Rides in the rain, rides to avoid, rides to make it easy.
Flirty texts, confusing texts, mistaken texts, so many texts!
Tabs whisked away, bills shared, a tab with a dicker over a $2 beer.
Dinners for hours, dinner on the river - and just one first date invitation to dinner (apparently eating an essential meal isn't a common form of meeting a stranger).
I've encountered lost condoms, double condoms, fellas anti-condoms of any kind.
Hot tubs, hot dates, hot summer escapes to air conditioning.
Cool bars, cool men, plenty of cool like high school juvenile drama!
Gentlemen, teen-like boys, the curious and monogamous and poly charades galore!
Propositions, portentous suggestions, plenty of petty problems.
Divorce stories, divorce cover-ups, and a lot of divorces in the wings.....

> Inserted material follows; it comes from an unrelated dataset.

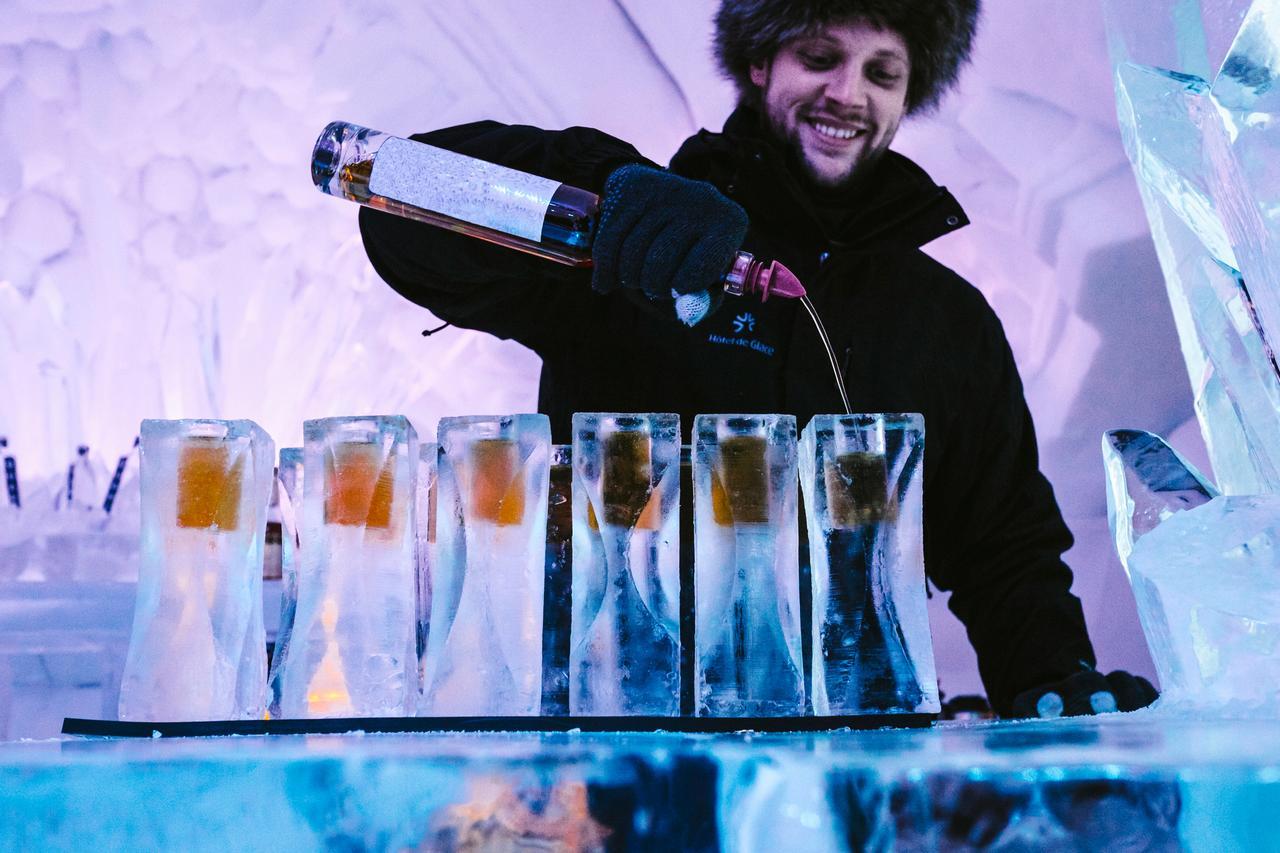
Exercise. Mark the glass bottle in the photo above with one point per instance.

I'm a 41 year old single woman, so it's not so surprising I've met a lot of divorced men of similar age.
More surprisingly, I'm a 41 year old single mom of teen girls and I've come to recognize that divorced men I know fit into a few common categories - only one of which makes them good candidates for dating!
The first divorced men I knew well were friends - at least one whose wedding I attended, one who became a dear friend by virtue of having friend daughters, and one whose emotional depth ran so deep we tangled in an intensely cathartic (but doomed) relationship. So my context for divorce was that I knew people experiencing it. I myself was never married, so my separation wasn't mangled with the legalities of Divorce. I've learned most of what I know about the horrors of divorce from men significantly wounded in the process.

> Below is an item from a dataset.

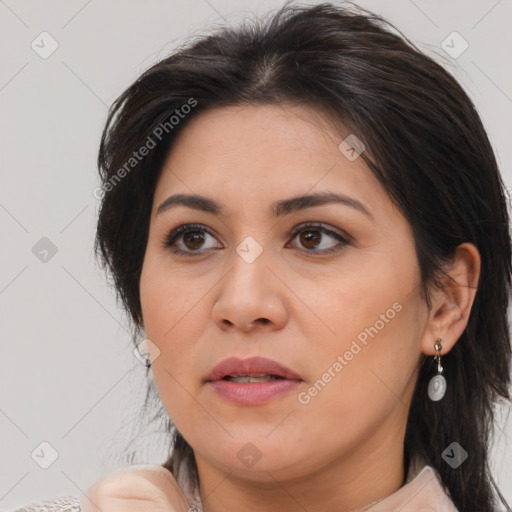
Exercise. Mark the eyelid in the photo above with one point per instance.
(343, 238)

My second phase of knowing divorced men was meeting them on occasion at the behest of mutual friends, as blind dates. By and large, those were men with emotional intelligence and decent remove from vitriol. In a sense, though, this also made them players - people who had no intention of cultivating relationship of any depth. Fine, but frustrating when if you actually like the fellas.
But dating - intentional dating - opened a whole new view on the stage of divorcee a man might be.
Here is where I regularly encountered the Activists and the Boxers, the ones actively awaiting their dates of legal freedom, and the ones who still regularly refer to their former wives, and often as wives vs. ex-wives.
I have failed to understand why men want to make their ex-wives characters in our budding/dating relations.
While it is helpful to have context about a man's divorce history, constantly renewing it with me with it is highly unattractive.
Thankfully, there are a few divorced, acclimated men out there who don their dating personas with decency. I find these are the men who extend invitations to dinner, stall on their text messaging, avoid neediness and all-around successfully balance all the facets of their lives.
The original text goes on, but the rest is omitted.